There used to be a joke about being able to walk and chew gum at same time; I think we can do that, step forward with our food passion and try to work on educating ourselves and others about the joy of eating plants and how that helps protect against the climate crisis and fast-disappearing species that all life depends on. [Our] grain-fed-meat-centered diet is obliterating species, with 40 percent of insects threatened with extinction in the next decade. I think the theme of my life is that we can weigh in at critical moments in our day-to-day lives by the choices we make: local actions to create community gardens and community supported agriculture [for example]. There are now 29,000 community gardens [in 100 US cities], and that warms my heart so much. And I have been so impressed with the Good Food Purchasing Program; 16 major cities have now adopted this approach to sourcing locally and healthfully so kids have school meals that are good for them and their communities and the climate and the Earth.

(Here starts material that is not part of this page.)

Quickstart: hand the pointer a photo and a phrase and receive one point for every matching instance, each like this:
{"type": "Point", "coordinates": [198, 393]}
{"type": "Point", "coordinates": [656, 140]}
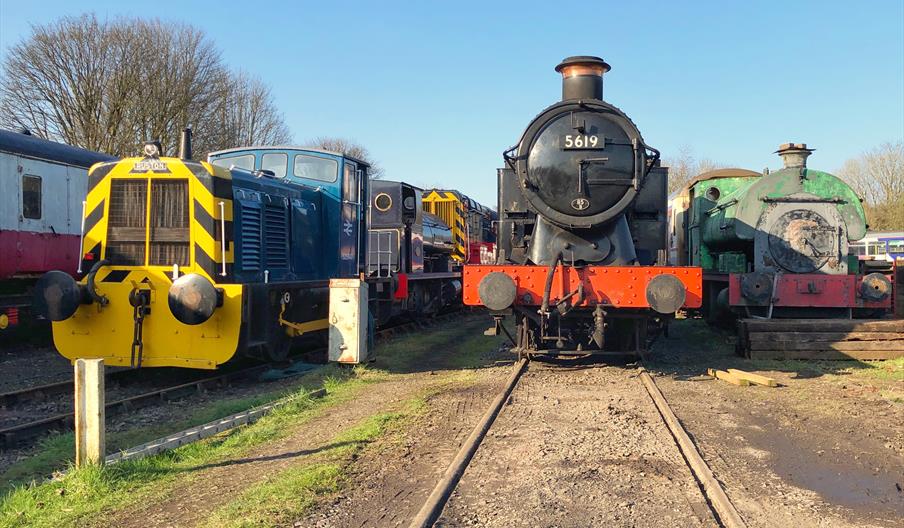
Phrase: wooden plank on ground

Who could argue with that?
But [we need] changes in choices and policies that don’t put all our agricultural tax monies behind monocultures that are depleting soil and bodies. And a shift toward diversified and ecological produce production, [instead of one] that has been overwhelmed by highly concentrated big feed crop production.
Have we begun to learn any important lessons from Indigenous communities and communities of color?
We’re starting to have an appreciation that our highly profit-driven capitalist system is a very wrong turn we’ve taken — that we fell for the idea that modern and industrial was efficient, when it’s the opposite of efficient and is destroying the basis of our long-term survival. [Black and Indigenous knowledge] is reminding us that we lived in compatibility with the Earth for eons.
That wisdom is there for us to draw upon, which is why I was so pleased to include Soul Fire Farm in the new chapter. [Co-director] Leah Penniman shares a beautiful image of her great-great grandmother traveling in a slave ship with seeds woven into her hair; that gives me chills. I also write about agroforestry, which I learned about really late in the game. The practice of mixing trees and crops in same field is a longstanding practice because it works, and there’s proof that farms are increasing their overall productivity when they count what trees and soil can [both] produce. This is the time to honor how Indigenous practices have served us in all parts of world.
You also write about the cooperative model. How important is that to the changes we need to make to our food system?
I think we need to make it easier for people to make the legal changes necessary to set up cooperative enterprises and have flexibility with them. There’s a lot that can be done [with that model] but it all goes back to who’s in control in government and where we are putting our tax dollars. We put very little toward supporting and developing cooperative farming and are very much still focused on feed crop subsidies. I want to remind everyone that the preamble to the constitution says that we are called to create a society that serves the general welfare — that’s what our government should be representing, not chemical corporate agriculture. It comes back to the belief in ourselves, that we can take a democracy corrupted by private influence and begin to turn it around. People think it’s a dull duty but if we team up with people who share our values to have a government that represents us, what’s more thrilling than that?
The effectiveness of all those who have arisen with Black Lives Matter and taken action — there’s not just the feeling of, ‘Oh gosh, we have profoundly racial divisions and harms we are collectively inflicting,’ but ‘we can together the change rules and make them more fair.’ The climate crisis is here now, it’s in our face, not decades hence. There is elder and youth solidarity on climate and in the food movement, and that’s really powerful. All of this happening within same period of a few years is remarkable.